1998 als bloße jahreszahl verbinde ich nämlich mit: sommer, wärme, üppiger vegetation, souveränität – thomas mann würde womöglich von lebensfülle sprechen. hingegen ist etwa 1997 irgendwie: böse, gemein, niederträchtig, wenn auch weniger in einem apokalyptischen als vielmehr in einem alltäglichen sinn. 1997 steht für die bosheit, gemeinheit, niedertracht des alltags, die man zwar überleben kann, die einen über die jahre aber schrumpfen und unter den eigenen möglichkeiten bleiben lässt.
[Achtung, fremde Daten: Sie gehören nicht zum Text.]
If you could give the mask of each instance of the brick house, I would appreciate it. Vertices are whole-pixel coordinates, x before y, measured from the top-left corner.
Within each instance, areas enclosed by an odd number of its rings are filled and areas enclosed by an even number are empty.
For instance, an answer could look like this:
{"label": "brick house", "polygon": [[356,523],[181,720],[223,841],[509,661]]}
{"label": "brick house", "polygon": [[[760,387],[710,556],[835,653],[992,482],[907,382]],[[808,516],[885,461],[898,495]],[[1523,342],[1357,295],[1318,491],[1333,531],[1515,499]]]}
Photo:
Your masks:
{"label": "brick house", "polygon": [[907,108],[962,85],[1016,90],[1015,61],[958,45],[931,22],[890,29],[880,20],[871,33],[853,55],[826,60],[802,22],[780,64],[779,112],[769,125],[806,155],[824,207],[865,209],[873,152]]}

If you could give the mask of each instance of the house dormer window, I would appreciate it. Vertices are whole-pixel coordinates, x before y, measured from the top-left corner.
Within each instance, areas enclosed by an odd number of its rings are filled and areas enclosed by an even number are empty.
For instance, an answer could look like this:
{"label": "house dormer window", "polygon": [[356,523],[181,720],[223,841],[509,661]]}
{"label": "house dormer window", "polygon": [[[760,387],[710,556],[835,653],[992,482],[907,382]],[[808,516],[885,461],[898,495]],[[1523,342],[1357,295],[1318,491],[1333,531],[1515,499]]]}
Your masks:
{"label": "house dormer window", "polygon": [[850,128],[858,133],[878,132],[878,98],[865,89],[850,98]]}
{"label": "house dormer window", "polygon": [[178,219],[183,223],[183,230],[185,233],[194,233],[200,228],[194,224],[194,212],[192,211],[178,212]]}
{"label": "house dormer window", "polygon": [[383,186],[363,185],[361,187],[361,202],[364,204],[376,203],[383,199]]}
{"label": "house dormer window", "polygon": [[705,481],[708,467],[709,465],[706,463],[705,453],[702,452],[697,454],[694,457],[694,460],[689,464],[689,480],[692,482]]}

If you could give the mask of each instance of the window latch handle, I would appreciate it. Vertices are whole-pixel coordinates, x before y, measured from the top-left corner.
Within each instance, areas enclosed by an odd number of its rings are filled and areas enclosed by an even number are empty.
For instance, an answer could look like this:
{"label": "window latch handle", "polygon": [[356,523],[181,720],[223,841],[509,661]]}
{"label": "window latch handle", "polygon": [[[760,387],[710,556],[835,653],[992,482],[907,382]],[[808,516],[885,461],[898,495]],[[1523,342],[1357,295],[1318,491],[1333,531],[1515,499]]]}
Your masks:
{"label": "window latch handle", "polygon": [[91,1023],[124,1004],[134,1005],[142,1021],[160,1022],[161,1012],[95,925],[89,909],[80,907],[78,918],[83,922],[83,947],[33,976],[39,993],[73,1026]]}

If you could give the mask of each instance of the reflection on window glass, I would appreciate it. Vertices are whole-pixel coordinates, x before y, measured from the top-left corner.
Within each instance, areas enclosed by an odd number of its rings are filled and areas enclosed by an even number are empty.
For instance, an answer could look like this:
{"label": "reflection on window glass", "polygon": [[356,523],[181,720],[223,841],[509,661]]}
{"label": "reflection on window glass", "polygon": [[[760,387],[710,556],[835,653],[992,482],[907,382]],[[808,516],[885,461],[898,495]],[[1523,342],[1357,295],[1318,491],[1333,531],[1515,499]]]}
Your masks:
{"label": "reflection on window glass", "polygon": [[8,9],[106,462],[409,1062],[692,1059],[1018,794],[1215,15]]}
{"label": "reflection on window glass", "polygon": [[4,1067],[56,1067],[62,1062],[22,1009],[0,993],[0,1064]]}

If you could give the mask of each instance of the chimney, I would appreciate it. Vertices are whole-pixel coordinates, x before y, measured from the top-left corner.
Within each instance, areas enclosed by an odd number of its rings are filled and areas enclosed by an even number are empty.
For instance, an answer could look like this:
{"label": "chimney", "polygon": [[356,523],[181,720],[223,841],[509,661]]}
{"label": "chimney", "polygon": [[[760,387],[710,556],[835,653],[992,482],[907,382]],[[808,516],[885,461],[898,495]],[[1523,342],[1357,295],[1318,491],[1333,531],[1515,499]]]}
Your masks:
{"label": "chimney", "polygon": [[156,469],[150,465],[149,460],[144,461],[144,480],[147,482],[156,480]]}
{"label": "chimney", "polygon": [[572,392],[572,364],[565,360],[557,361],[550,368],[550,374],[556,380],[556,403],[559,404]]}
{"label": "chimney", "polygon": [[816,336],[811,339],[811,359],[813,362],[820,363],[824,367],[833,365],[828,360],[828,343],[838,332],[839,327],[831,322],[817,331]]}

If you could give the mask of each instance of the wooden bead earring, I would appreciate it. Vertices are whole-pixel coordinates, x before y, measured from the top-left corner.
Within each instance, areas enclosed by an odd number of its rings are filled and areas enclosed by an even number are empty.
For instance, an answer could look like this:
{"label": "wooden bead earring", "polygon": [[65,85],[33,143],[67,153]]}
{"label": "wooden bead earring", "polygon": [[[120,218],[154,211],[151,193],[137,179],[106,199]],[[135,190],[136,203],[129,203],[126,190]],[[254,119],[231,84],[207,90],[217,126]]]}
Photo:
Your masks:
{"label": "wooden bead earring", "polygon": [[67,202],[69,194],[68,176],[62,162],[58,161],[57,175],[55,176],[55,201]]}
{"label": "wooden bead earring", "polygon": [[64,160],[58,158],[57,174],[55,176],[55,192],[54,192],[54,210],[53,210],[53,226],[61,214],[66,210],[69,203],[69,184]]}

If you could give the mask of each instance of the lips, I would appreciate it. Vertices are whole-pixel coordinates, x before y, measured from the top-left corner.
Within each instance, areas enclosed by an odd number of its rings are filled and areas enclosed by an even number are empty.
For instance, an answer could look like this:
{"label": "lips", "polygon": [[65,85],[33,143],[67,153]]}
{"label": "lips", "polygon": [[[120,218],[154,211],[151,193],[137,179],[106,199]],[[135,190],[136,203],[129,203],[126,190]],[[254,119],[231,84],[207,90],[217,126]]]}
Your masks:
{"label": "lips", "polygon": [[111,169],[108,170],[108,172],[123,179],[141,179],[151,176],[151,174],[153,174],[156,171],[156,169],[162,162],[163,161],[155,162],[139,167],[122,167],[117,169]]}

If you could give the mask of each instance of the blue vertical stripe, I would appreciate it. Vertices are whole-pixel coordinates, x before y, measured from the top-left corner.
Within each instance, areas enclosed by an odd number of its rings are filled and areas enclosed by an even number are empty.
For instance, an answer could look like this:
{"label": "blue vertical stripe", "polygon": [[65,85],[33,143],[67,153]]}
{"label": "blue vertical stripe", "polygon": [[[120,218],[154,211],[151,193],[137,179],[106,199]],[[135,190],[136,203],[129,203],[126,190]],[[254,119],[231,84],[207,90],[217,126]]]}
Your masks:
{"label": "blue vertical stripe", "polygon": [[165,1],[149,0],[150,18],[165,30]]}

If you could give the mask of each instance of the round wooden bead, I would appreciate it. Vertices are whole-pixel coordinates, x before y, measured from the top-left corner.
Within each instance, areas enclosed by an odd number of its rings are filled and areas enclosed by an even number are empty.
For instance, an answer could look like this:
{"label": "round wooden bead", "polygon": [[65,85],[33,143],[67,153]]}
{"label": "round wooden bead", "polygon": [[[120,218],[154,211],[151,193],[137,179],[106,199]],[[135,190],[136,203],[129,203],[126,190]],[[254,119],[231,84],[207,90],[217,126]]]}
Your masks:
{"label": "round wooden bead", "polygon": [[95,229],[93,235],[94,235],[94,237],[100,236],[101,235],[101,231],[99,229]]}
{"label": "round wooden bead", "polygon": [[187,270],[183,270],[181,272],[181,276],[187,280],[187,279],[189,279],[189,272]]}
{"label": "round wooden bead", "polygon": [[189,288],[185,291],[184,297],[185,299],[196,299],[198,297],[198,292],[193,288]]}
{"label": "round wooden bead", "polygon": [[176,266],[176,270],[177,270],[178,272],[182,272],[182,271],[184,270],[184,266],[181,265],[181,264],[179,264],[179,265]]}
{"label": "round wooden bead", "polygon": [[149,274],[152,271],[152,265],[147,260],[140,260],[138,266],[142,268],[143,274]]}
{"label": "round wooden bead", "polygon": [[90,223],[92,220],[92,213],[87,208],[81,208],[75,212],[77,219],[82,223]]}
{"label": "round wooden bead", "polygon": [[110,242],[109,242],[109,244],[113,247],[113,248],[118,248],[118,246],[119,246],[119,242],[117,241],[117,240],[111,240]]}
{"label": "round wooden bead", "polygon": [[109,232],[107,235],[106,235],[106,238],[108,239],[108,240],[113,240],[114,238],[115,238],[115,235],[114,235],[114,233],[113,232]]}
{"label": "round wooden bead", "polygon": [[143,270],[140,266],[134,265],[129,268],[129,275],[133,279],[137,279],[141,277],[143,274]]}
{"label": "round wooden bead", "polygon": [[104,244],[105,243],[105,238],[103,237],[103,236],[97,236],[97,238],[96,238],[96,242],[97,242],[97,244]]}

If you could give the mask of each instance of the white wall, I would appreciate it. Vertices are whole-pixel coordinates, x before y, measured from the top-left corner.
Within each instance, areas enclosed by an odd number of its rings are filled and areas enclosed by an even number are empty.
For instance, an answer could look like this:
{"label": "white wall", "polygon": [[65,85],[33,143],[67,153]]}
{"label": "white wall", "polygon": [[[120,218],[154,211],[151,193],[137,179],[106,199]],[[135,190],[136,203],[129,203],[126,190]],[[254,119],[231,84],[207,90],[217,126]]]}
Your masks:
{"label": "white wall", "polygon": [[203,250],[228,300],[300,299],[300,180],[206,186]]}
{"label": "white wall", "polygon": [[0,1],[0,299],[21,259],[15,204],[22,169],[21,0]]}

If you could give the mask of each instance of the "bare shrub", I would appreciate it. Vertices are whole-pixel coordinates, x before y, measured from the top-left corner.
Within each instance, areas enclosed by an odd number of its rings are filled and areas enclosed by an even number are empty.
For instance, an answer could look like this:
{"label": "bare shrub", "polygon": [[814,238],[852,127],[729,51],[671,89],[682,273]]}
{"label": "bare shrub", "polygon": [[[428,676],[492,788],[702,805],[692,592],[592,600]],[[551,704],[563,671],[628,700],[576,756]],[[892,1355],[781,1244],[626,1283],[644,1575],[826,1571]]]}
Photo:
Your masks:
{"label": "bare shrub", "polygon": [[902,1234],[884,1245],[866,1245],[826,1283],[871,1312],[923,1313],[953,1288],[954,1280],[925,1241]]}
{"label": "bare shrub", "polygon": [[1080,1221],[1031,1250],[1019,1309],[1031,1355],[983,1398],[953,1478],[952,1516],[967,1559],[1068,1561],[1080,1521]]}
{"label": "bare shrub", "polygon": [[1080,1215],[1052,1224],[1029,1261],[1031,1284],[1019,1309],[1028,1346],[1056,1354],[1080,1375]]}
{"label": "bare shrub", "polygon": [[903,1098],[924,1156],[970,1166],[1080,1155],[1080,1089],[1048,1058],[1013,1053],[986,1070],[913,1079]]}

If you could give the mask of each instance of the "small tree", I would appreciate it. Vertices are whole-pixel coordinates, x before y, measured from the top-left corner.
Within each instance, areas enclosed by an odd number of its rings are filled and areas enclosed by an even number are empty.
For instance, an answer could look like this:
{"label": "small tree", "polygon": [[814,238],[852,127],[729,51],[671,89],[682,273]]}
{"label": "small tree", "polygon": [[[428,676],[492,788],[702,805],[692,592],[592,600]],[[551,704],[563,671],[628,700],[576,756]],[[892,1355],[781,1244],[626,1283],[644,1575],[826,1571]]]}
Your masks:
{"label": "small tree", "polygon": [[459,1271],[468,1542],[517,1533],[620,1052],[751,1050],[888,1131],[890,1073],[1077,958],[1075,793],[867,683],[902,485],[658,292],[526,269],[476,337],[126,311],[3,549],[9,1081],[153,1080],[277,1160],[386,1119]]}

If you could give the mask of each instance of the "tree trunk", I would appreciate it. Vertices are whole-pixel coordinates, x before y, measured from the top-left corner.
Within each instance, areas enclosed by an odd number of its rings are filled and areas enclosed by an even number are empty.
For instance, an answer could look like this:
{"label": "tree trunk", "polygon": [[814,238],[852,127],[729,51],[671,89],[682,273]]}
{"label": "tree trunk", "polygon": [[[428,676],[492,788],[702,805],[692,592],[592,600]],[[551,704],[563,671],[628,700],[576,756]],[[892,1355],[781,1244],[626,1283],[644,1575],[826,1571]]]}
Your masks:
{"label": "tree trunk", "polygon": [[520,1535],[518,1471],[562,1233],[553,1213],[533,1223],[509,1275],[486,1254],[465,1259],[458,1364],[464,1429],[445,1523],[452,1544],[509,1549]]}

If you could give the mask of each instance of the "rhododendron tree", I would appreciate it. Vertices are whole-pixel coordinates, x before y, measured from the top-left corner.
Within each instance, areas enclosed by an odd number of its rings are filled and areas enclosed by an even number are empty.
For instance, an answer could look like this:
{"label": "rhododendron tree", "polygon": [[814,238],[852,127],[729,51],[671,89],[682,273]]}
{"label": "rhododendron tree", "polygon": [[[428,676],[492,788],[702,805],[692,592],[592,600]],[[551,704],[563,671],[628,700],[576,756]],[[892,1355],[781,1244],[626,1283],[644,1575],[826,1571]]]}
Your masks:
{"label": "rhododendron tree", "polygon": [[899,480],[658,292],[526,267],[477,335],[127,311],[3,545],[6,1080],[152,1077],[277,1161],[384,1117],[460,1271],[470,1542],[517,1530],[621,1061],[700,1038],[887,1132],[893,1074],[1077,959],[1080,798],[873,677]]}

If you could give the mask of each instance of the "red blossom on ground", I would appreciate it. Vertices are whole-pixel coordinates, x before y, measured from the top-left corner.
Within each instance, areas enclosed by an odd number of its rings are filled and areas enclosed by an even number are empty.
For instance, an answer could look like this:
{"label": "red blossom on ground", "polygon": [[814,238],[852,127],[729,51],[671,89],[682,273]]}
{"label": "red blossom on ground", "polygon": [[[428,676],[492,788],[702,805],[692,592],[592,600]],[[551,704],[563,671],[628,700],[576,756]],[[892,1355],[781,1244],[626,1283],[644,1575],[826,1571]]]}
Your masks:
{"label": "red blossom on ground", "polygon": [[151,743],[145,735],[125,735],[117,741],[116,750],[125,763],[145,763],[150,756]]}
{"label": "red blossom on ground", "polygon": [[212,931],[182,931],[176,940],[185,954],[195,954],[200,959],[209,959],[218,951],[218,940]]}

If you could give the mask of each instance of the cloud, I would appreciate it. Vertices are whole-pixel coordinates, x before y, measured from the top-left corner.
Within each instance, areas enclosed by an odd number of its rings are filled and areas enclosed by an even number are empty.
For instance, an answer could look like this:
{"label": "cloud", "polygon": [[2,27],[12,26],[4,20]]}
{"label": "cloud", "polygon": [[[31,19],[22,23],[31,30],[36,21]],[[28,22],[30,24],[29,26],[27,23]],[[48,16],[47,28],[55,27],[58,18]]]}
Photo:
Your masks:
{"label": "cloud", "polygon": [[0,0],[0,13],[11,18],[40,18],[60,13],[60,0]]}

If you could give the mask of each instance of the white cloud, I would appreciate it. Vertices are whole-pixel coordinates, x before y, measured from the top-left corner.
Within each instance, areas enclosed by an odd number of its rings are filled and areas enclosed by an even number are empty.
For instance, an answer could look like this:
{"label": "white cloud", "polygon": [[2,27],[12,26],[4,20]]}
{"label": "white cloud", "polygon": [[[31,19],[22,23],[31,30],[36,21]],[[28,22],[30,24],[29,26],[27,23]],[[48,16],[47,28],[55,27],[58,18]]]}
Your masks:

ohne mich an einzelne begebenheiten erinnern zu können, mit denen ich diese kleine phänomenologie der jahreszahlen zu belegen vermöchte, will mir 1997 als ein jahr der stagnation, 1998 jedoch als ein jahr der fülle erscheinen: alles ist möglich, es gibt noch eine andre welt – steigt in die schiffe, ihr philosophen …

bei stichworten wie obst, apfel oder kirschbaum denke ich häufig an die schwäbisch-alemannische kulturlandschaft am oberrhein. irgendwie scheinen mir die leute dort einen uneinholbaren vorsprung zu haben gegenüber unsereinem zwischen elbe, mulde und saale oder gar auf dem kamm des erzgebirges: wenigstens ein jahrtausend mehr zivilisation. freilich ist mir klar, dass zivilisation erst einmal gar nichts bedeutet und im allgemeinen eine hülse ist, die sich nach belieben füllen und als „westlich-abendländische zivilisation“ geradezu verschießen lässt.
geschenkt: das west-ost-gefälle von aufklärungs-rezeption in der breite und tiefe, geschenkt: die zweieinhalb generationen mehr diktaturerfahrung, geschenkt, geschenkt – trotzdem bleibt der eindruck von missmutigen, griesgrämigen leuten mit blassen, bleichen kleidungsstücken, denen jede form heiterer gelassenheit nicht nur fremd, sondern nachgerade verdächtig ist.
die vorstellung eines schwäbischen kirsch- oder apfelbaumes ist etwas ganz anderes als die eines sächsischen, im erzgebirge lässt sich so ein empfindliches gartengewächs gleich gar nicht denken – während das bild eines böhmischen kirschbaumhaines schon wieder einen gesitteten reiz entfaltet.
ich weiß, dass meine gedankenverknüpfungen wenig mit klimatischen und auch nicht viel mit sozialgeschichtlichen tatsachen gemein haben, sondern vor allem geprägt sind von der karte in meinem kopf. aber diese karte teile ich ja mit meinem übellaunigen kameraden. uns fehlt die nähe roms, wir hätten prag als ersatz haben können, aber ängstlich ließen wir es sich nie entfalten – zu unserem eigenen schaden und zwar nicht erst 1968 oder 1938 und auch nicht erst 1848, sondern schon 1618, ja 1415.

in meinen garten hatte ich vor jahren einen schwäbischen nussbaum gepflanzt: er treibt zwar jahr für jahr beharrlich neue blätter, aber jedes mal erwischt ihn ein später frühjahrs-nachtfrost und hindert ihn daran, zu einem richtigen baum heranzuwachsen, er bleibt ein strauch und früchte wird er wohl nie tragen.